L'histoire :
La négociatrice de la police Marlène Taffin arrive sur le lieu de braquage du Crédit d’Epargne à 7h38. Le quartier est bouclé, un périmètre de sécurité a été établi, des snipers sont positionnés face à l’entrée. A l’intérieur, trois braqueurs encagoulés ont pris des clients et du personnel en otage. Pour pouvoir jouer son rôle, Marlène commence par recueillir un max d’informations. Mais le commandant du GIGN ne lui apprend pas grand-chose. Marlène insiste pour qu’il lui dise tout ce qu’il sait. Ce dernier lui donne alors une info qui n’a rien à voir : « Damas, en Syrie, est la plus ancienne ville habitée du monde ». Ça lui fait une belle jambe… mais au moins a-t-elle désormais une anecdote didactique à raconter en soirée. La seconde info qu’on lui rapporte l’intéresse d’ailleurs beaucoup moins : son mari est l’un des otages de la banque. Marlène prend les choses en main et passe un coup de fil à la banque. Or à l’intérieur, les preneurs d’otage ne répondent pas. Ils sont persuadés qu’il s’agit d’un service de vente commercial (ça ne peut être que ça !). Ils réfléchissent aussi à un plan B, au cas où leur complice qui les attend à l’extérieur au volant d’une voiture ne serait plus au rendez-vous. Il leur faudrait alors réclamer un avion et s'échapper vers un pays sans traité d'extradition. Par exemple l'Argentine. D'ailleurs, ils prennent les devants et louent direct un Airbnb sympa à Buenos Aires.

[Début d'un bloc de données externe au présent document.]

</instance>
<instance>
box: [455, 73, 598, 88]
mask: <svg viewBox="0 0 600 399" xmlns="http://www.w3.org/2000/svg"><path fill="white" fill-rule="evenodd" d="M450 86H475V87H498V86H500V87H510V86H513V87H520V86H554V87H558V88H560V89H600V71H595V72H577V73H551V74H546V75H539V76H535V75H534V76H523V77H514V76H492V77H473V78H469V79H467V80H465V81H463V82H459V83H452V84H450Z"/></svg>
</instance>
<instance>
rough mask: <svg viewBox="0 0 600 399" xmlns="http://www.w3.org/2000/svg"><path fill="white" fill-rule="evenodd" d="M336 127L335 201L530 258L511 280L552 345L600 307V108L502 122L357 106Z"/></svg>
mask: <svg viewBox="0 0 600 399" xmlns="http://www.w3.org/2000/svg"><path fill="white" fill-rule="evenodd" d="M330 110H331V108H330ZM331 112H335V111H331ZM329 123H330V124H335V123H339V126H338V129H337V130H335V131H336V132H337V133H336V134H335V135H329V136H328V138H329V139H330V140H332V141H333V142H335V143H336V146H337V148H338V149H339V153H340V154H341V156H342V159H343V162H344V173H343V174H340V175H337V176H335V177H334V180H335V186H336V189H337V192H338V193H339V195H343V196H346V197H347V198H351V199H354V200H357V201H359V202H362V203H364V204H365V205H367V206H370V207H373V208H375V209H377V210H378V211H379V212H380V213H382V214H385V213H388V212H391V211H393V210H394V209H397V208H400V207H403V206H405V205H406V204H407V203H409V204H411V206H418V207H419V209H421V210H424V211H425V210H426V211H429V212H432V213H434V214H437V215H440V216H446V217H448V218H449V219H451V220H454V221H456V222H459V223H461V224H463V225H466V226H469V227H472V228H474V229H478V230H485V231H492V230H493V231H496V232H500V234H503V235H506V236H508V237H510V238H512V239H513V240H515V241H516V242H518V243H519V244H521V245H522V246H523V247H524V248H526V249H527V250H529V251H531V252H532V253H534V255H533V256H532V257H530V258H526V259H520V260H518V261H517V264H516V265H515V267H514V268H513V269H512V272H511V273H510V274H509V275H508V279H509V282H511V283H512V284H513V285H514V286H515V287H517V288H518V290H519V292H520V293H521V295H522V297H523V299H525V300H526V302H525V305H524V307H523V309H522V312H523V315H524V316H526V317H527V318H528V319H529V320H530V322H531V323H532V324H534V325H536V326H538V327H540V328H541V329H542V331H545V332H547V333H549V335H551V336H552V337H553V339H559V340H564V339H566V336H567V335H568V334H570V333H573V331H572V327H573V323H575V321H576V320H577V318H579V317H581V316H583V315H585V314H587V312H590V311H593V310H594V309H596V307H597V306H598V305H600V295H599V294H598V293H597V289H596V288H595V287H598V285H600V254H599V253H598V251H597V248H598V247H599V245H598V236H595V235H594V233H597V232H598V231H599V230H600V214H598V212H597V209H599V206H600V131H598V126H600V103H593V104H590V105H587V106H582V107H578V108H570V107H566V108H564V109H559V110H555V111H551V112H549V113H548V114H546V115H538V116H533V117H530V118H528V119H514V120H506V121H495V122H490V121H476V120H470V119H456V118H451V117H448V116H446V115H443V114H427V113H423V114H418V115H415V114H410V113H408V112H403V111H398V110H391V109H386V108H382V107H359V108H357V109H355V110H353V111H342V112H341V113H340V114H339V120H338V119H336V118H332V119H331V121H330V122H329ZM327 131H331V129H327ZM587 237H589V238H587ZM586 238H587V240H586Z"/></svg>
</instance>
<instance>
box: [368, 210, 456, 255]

Ce qu'on en pense sur la planète BD :
A l’évocation du titre, on s’attendait à une relecture parodique de braquages célèbres, façon Petit théâtre des opérations ou Folles anecdotes de l’Histoire. Que nenni. Dans ce petit bouquin à squetchs humoristiques, prenant pour fil rouge un braquage de banque, le scénariste – et surtout dialoguiste – Karibou tourne en dérision le traitement médiatique déformé par le prisme du buzz nécessaire à connotation politique. On suit ici, en alternance, une négociatrice de terrain moyennement compétente, un trio couillon de braqueurs amateurs, ainsi que les commentateurs et intervenants sur le sujet, d’une chaine d’infos en continue. Ce braquage classique est en effet rapidement amalgamé comme étant un acte terroriste et il est commenté sur les talk-shows de manière ultra caricaturale pour servir la soupe à la mentalité raciste générale. Il n’y a guère d’anecdotes à raconter en soirée ; en revanche, il y a toujours ce sens de la réplique contemporaine propre à Karibou. C’est toujours un peu les mêmes ressorts de quiproquos volontaires qui font partir en vrille les interprétations pour aboutir à un bordel maximal – ici très moyennement inspiré. Au dessin, Thierry Chavant fait le job, en noir et blanc – et quelques aplats en bichromie – en réalisant des caricatures plutôt réussies des stars de la fachosphère Pascal Praud, Gilles-William Goldnadel, et des ministres Elisabeth Borne et Bruno Retaileau.